AskUI Vision Agent Achieves 2nd Place on AndroidWorld Benchmark

TLDR:

AskUI, a German tech startup, announced that its Vision Agent achieved 2nd place on the AndroidWorld benchmark (developed by Google Research) with a 94.8% task completion rate (108 out of 116 tasks).

What it does: The agent automates complex, multi-app mobile tasks on Android using simple natural language instructions.
How it works: It uses a vision-first approach, relying only on what's visible on the screen. It employs Anthropic's Claude Sonnet 4.5 for reasoning and planning, combined with a proprietary controller for precise, pixel-level UI interactions.
Significance: The result validates that AskUI's single-model, vision-based automation approach is highly effective and ready for production use in areas like QA testing and enterprise workflow automation.
Next Steps: The team is focused on improving performance in tasks with dynamic or rapidly changing UIs (where timing mismatch is an issue).

‍

Imagine a world where routine mobile tasks, from managing contacts to tracking expenses, from scheduling appointments to organizing notes, can be automated with simple natural language instructions. Android, the world's most popular mobile operating system with over 3 billion active devices, represents an enormous opportunity for this. From automatically organizing photos to scheduling recurring calendar events and backing up important notes, the use cases span productivity, communication, entertainment, and beyond. For enterprises, this means QA teams can automate complex multi-app user journeys. For individuals, it means reclaiming hours spent on repetitive mobile tasks.

But in a crowded field of automation tools and AI agents, why should you choose AskUI to automate your Android phone? We constantly challenge ourselves with this exact question. Rather than relying on marketing claims, we sought a quantitative, objective answer.

That's why we're excited to announce: AskUI Vision Agent has achieved 2nd place on the AndroidWorld benchmark, with a task completion rate of 94.8% .

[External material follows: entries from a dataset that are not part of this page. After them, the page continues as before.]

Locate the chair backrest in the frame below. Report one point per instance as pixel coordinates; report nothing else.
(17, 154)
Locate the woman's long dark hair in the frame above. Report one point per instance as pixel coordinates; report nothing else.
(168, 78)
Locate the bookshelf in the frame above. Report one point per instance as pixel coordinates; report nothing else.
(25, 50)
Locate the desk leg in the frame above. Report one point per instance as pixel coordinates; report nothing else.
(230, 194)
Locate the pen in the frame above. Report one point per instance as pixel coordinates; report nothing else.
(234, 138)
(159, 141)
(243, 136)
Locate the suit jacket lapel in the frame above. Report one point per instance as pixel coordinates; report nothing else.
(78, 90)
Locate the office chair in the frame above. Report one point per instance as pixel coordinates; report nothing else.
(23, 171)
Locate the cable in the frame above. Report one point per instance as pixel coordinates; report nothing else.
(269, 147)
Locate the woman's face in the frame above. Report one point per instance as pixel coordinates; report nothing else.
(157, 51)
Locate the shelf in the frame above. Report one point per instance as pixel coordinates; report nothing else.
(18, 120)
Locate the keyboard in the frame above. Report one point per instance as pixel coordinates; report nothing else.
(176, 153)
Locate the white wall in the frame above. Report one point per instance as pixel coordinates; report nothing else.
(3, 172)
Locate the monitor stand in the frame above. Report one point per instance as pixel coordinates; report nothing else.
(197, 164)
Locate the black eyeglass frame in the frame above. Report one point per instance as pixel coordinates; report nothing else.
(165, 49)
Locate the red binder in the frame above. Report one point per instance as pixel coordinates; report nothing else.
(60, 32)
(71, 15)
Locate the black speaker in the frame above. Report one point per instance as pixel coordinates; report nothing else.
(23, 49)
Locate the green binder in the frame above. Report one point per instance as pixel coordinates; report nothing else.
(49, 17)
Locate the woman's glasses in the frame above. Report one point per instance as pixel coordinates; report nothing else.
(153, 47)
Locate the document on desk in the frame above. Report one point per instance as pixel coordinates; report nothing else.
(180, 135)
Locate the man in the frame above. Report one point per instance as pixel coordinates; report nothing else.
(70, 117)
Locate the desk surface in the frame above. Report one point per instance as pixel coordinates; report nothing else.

This is a validation that our vision-first approach to UI automation, powered by our Android Vision Agent, delivers real-world results on one of the most challenging mobile automation benchmarks available.

What is AndroidWorld?

AndroidWorld is a comprehensive benchmark environment developed by Google Research specifically for evaluating autonomous agents on Android devices. In total, it consists of 116 tasks spanning various domains, such as communication, productivity, entertainment, utilities, and system operations. These tasks represent multi-step workflows that require the agent to navigate across multiple apps, extract relevant information, and interact with dynamic UIs. As AndroidWorld maintains a public leaderboard it is a great opportunity for us to challenge our Android Vision Agent against the systems of other research teams and companies.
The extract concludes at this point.